Nicht-Meldung mit Folgen
Kämpft die Bundesbank jetzt im Gewerkschaftslager? Die Geschichte eines (bewussten?) Missverständnisses.
Die Bundesbank empfiehlt weiterhin die traditionelle Lohnfindungsformel Inflation + Produktivitätszuwachs. Sie hat, so versichert sie uns, mit Blick auf die deutsche Tarifpolitik keine neue Position eingenommen. Das gilt es nach dem (medialen) Sommergewitter in den letzten Tagen um einige Äußerungen des Bundesbank Spitzenpersonals klarzustellen. Die Geschichte eines (bewussten?) Missverständnisses in der Rückschau. Erst zitierte der Spiegel in der vorletzten Woche den Bundesbank-Chefökonomen Jens Ulbrich mit der an die Gewerkschaften gerichteten Aufforderung, „den volkswirtschaftlichen Verteilungsspielraum aus Produktivitäts- und Preiszuwächsen voll auszuschöpfen“. Die Lohnformel sieht aufgrund der aktuellen mittelfristigen Projektionen für Inflation (2%) und Produktivität (1%) Lohnsteigerungen um rund 3% vor. Nicht mehr und nicht weniger. Eine Interview-Äußerung von Jens Weidmann schaffte keine Klarheit, sondern sorgte für die nächste Irritation. Der Bundesbank-Präsident sah sich durch den Wirbel um die Äußerungen seines Chefökonomen zu einer Richtigstellung genötigt. Im Gespräch mit der FAZ bestätigte Weidmann zwar lediglich noch einmal Ulbrichs Position. Doch jetzt nahm das Handelsblatt die Diskussion zum Anlass, Weidmann eine „geheime Agenda“ nachzusagen, er wolle Spielraum bei der Lohndebatte eröffnen, um damit die EZB davon abzubringen, Anleihenkäufe zu tätigen (QE). Die BuBa war von der Wucht der Debatte selbst überrascht, hören wir aus Frankfurt. Eine Kampagne für Lohnerhöhungen und eine Einmischung in die Tarifautonomie, wie sie einige aus dem Arbeitgeberlager beobachtet haben wollen, ist jedenfalls nicht zu erkennen. Das durch die Medien getragene Missverständnis wird dennoch Folgen für die Tarifpolitik haben. Denn in der Öffentlichkeit ist die Botschaft „Sogar Bundesbank plädiert für höhere Löhne“ hängen geblieben. Die Gewerkschaften werden sie bei der nächsten Lohnrunde wieder hervorholen. Die explizite Warnung von Weidmann, dass „Lohnabschlüsse, die deutlich über einen produktivitätsorientierten Anstieg hinausgehen, Wachstum und Beschäftigung in Deutschland schaden“ würden, wird dann in der öffentlichen Wahrnehmung nicht mehr präsent sein.

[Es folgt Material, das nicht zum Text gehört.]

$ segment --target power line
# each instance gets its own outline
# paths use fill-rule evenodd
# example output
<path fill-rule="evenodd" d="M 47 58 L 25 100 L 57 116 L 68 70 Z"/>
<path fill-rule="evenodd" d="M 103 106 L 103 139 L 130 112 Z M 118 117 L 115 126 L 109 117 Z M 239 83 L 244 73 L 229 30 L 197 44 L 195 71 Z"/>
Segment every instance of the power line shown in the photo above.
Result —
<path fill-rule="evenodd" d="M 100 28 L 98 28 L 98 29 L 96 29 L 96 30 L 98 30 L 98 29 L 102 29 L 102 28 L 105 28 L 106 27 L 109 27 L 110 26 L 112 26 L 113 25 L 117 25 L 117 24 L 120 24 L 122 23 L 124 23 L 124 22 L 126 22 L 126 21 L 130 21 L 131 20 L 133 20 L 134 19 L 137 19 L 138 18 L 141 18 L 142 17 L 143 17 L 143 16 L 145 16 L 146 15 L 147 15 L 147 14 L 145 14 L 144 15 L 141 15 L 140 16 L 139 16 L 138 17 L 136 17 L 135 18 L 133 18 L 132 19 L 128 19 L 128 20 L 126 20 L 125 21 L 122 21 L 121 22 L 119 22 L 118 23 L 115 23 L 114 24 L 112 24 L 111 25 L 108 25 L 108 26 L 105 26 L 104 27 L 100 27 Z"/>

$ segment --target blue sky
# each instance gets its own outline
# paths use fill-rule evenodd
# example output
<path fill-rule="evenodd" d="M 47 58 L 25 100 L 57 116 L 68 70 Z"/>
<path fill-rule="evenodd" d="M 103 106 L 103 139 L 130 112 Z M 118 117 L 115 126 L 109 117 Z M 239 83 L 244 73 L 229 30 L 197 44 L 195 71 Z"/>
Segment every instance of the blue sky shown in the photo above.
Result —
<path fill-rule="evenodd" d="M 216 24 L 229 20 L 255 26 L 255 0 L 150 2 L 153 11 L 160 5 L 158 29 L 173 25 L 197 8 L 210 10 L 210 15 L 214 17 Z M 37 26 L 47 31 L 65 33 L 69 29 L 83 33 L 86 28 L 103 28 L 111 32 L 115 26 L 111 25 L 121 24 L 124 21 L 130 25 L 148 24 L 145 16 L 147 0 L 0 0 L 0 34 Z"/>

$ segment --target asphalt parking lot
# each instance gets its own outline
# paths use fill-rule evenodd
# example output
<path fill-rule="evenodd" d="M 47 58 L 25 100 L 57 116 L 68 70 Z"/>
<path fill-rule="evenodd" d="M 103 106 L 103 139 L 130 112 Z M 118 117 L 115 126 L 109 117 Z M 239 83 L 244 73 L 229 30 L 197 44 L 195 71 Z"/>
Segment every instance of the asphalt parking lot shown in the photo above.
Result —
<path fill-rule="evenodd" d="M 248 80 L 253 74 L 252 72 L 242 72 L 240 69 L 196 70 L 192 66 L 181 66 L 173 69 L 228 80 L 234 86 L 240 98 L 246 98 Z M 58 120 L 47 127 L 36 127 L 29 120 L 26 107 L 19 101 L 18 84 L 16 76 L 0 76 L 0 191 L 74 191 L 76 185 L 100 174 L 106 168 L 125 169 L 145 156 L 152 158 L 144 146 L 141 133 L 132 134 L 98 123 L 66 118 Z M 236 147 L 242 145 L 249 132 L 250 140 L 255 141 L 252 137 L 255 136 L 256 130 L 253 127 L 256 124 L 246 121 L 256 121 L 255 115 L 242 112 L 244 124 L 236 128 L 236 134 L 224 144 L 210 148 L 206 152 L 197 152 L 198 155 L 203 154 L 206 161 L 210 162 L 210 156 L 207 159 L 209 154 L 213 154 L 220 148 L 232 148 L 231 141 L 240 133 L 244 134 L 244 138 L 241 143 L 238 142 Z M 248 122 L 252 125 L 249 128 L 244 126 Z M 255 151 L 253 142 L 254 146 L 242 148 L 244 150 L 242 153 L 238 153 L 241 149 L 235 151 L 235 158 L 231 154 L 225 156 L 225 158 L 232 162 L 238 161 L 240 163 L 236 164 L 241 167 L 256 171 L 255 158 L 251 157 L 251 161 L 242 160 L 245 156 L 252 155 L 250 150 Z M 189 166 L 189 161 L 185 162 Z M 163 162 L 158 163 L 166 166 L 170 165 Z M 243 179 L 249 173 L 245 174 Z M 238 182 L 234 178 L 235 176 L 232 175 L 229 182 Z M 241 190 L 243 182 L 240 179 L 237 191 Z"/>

Fazit: Im Kern hat die Bundesbank nichts anderes gesagt, als das, was die Tarifparteien schon seit längerem praktizieren. Lohnsteigerungen um 3% sind mit Blick auf Preisstabilität und die gute Konjunktur sinnvoll und verkraftbar. Die Aufregung um diese harmlose Meldung zeigt, dass es nicht auf die Botschaft, sondern ihre Rezeption ankommt. Ein Paradebeispiel auch für Unternehmer, wie wichtig gute Kommunikation ist.